A cross-city team led by Negrin and Ebeid brought Philadelphia's municipal technology infrastructure into a front-of-the-pack position that features a high-functioning 311 service with an award-winning, multilingual mobile app and an open-data policy that has put more than 80 administrative data sets online. The data sets are widely accessed by individuals as well as by "civic hackers" to produce innovative websites and mobile apps. The city itself has developed apps that provide neighborhood-level information for tracking zoning, elections, activities and property characteristics. Cloud-based systems have freed critical resources from the need for hardware support. It took six years to get to this point, and, as Negrin acknowledges, "there's no dancing in the endzone here. There's much more to do, and in technology everything needs refreshing every two to three years."

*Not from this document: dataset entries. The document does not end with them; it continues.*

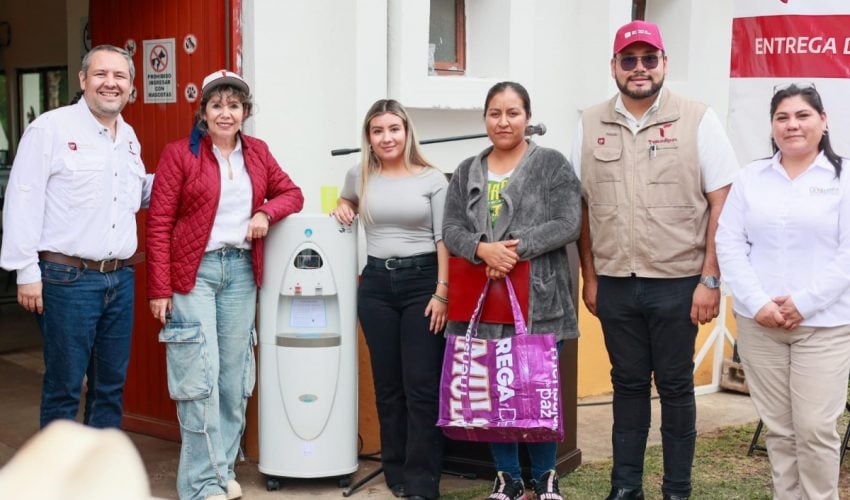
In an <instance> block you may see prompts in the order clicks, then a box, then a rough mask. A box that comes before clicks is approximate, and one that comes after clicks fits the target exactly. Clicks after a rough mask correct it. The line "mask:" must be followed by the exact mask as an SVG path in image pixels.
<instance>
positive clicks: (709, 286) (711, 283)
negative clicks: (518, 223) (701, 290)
mask: <svg viewBox="0 0 850 500" xmlns="http://www.w3.org/2000/svg"><path fill="white" fill-rule="evenodd" d="M699 282H700V283H701V284H703V285H705V286H706V287H707V288H710V289H712V290H714V289H717V288H720V278H718V277H717V276H703V277H702V278H700V279H699Z"/></svg>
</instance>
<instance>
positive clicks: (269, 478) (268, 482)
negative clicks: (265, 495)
mask: <svg viewBox="0 0 850 500" xmlns="http://www.w3.org/2000/svg"><path fill="white" fill-rule="evenodd" d="M279 489H280V479H277V478H274V477H270V478H268V479H266V491H277V490H279Z"/></svg>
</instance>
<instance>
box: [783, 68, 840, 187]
mask: <svg viewBox="0 0 850 500" xmlns="http://www.w3.org/2000/svg"><path fill="white" fill-rule="evenodd" d="M794 96H800V97H801V98H802V99H803V100H804V101H806V103H807V104H808V105H809V106H811V107H812V108H814V109H815V111H817V112H818V114H823V113H824V110H823V101H822V100H821V98H820V94H819V93H818V91H817V89H815V88H814V86H799V87H798V86H797V85H796V84H791V85H789V86H787V87H785V88H783V89H782V90H779V91H777V92H776V93H775V94H773V99H771V100H770V120H771V121H773V115H774V114H776V108H778V107H779V104H780V103H781V102H782V101H784V100H785V99H788V98H789V97H794ZM770 144H771V146H772V147H773V153H774V154H776V152H777V151H778V150H779V147H777V146H776V141H774V140H773V137H771V138H770ZM818 150H819V151H823V154H824V156H826V159H827V160H829V162H830V163H832V166H833V167H835V176H836V177H839V176H841V161H842V158H841V156H839V155H838V153H836V152H835V151H834V150H833V149H832V144H830V142H829V134H828V133H827V131H824V133H823V136H821V138H820V142H819V143H818Z"/></svg>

The strategies used by Negrin and Ebeid are standards in the executive toolbox, much of which Negrin attributes to the executive training he received during a four-year stint at Aramark, the giant food-services company. A key factor for success was the executive decision to take the time to build critical components:

The technology basics: Philadelphia's legacy IT systems evidenced ailments common to under-resourced public agencies that have seen huge turnover in leadership. Despite a mandate to innovate, Negrin's first task was to bring daily operations to an acceptable level of performance. Nuts and bolts needed to work; downtimes had to be minimal, response times acceptable. This took time, but was essential to build credibility for leadership and to earn the right to innovate.

Relationships with talent external to city government: The lively technology start-up community in Philadelphia welcomed partnerships with the city administration, providing creative expertise, fresh non-bureaucratic insights and a chorus of support for the innovation occurring within the city government.

Innovation competence inside the organization: A partnership between the city's Innovation Academy and Philadelphia University offers selected early adopters throughout city government training in innovation strategies leading to a Municipal Innovation Certificate. The result is a growing cadre of innovators who return to their duty assignments as part of a network that knows how to innovate, how to draw on cross-departmental support and how to function as a pipeline of leadership long after an administration leaves office.

Earlier this month, a new mayor took over a city workforce far more prepared for a digital-first world. By taking the time to get things right, Philadelphia -- a city of historical firsts -- is positioned to become an innovation center again.

At the request of the Harvard Kennedy School's Stephen Goldsmith, Philadelphia Managing Director Rich Negrin recently gave a presentation at a National League of Cities event on the city's innovation efforts, captured in a podcast available online. It's definitely worth a listen (or a watch, as the audio is accompanied by helpful visuals).